China Cup
Jill Erickson, who opened Cup and Saucer on Delaware Street in 1997, wants to do something “besides just selling coffee.” So in addition to holding open-mic nights and booking musical acts — pushing tables aside to make room for rockers like Big Iron and country bands such as Rex Hobart and the Misery Boys — she’s brought in artists to show their work every month for the past five years.
But Xuemei Li, September’s artist of the month, will miss her own art opening. Only her canvasses have traveled to Kansas City from Beijing — which makes for a striking departure from typical coffee-shop art shows. Usually, such shows give the artists who stand in café lines a chance to exhibit what they’ve been working on, while creating an atmosphere reflective of the communities that form over scones and espresso.
Erickson is thrilled about the show. “We’re like the band that plays really good music but can’t get the radio to play our stuff,” she says.
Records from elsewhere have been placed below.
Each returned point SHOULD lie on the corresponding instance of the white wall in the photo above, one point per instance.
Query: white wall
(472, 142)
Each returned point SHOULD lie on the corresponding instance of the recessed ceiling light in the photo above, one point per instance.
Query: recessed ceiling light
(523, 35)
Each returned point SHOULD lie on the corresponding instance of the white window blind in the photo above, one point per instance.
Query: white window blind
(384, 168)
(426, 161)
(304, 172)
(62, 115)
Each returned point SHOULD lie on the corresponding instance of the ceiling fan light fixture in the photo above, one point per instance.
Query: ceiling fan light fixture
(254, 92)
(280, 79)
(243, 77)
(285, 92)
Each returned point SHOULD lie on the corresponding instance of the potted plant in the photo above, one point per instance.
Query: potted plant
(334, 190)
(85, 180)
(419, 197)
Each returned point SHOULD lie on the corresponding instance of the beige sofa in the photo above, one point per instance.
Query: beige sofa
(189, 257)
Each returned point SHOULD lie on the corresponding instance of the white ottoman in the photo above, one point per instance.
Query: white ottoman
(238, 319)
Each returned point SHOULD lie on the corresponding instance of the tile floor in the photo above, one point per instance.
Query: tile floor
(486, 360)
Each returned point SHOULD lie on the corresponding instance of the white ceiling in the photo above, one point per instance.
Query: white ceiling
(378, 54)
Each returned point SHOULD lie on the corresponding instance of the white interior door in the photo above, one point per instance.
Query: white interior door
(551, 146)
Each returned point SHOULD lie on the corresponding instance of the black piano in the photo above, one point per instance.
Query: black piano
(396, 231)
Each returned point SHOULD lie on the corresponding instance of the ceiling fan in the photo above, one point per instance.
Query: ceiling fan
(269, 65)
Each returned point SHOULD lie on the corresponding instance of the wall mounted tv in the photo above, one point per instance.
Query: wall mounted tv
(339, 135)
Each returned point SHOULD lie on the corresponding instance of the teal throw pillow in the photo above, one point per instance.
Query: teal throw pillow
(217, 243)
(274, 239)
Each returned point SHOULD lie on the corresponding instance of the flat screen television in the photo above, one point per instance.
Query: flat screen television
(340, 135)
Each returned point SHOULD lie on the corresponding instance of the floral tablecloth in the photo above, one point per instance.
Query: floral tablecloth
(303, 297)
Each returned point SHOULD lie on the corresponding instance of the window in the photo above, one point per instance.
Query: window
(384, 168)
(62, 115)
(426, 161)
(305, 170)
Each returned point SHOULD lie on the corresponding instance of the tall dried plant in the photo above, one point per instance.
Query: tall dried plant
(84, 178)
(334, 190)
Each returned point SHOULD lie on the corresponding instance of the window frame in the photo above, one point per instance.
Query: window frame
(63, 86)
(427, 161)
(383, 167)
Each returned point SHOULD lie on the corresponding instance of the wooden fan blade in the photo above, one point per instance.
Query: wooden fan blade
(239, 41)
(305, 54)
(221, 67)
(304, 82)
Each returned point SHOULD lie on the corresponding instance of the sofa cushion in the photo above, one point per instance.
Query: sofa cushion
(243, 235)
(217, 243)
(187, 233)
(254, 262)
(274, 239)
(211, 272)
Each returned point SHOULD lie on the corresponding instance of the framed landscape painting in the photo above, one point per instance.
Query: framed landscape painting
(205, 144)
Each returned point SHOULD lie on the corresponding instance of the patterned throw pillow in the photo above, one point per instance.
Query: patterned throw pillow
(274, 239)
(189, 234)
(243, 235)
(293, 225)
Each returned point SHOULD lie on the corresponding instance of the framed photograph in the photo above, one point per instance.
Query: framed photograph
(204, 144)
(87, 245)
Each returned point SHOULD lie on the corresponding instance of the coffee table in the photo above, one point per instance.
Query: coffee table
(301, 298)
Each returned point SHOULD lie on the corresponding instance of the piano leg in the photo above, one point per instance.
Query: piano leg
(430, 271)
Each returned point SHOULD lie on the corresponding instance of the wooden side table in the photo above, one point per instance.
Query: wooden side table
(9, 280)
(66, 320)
Hidden as it is next to a sparsely populated canoe shop and Function Junction in the River Market, Cup and Saucer isn’t an obvious venue for an up-and-coming Chinese painter (winner of the China Art Gallery’s 1997 Best Still-Life Painting award) to begin showing her work on this side of the Pacific. But according to painter Matt Blake, “It’s not what you know, it’s who you know.” Blake, who works at a local technology firm with Xuemei’s brother, Winston, was stunned when he saw Xuemei’s art. “When I look at her work, it’s like, ‘I wish I could do that.’ It’s total envy, but in a good way.”
What stands out, he says, is her brushstroke. “I’m not Mister Knowledgeable Art Guy, but from a technical standpoint, I know what it takes. The movements in her paintings look effortless. There’s no struggle.” Xuemei’s style, influenced by impressionism and expressionism, reveals her interest in how light transforms objects; it’s a fascination she developed watching her father arrange stage lighting in theaters.
When Blake began helping his coworker find a venue for the show, he took some samples from Xuemei’s portfolio to Erickson. She didn’t hesitate to book the show — which isn’t typical. Cup and Saucer books shows five months in advance, and Erickson tends to challenge the artists who approach her about showing their work. “I recently had a guy bring me pieces that were from 1986 and 1987,” she recalls. She asked to see current work, and he’s “geared up” to have something to bring in early next year. So unbridled enthusiasm is far from Erickson’s standard response.
While Xuemei won’t be available to talk with the people who come to Cup and Saucer to see her paintings, her brother is interviewing her during a trip home to China, and he’ll bring a video back. A translated voice-over will allow visitors to hear her talk about her process.
And Erickson is looking forward to seeing in person the paintings that she’s viewed mostly on CD-ROM. “Art’s all about the process of saying, ‘I’m looking at this, I’m interpreting it and I’m putting it on a canvas.’ She’s doing that on the other side of the globe. What she’s seeing and her whole perspective are totally different.”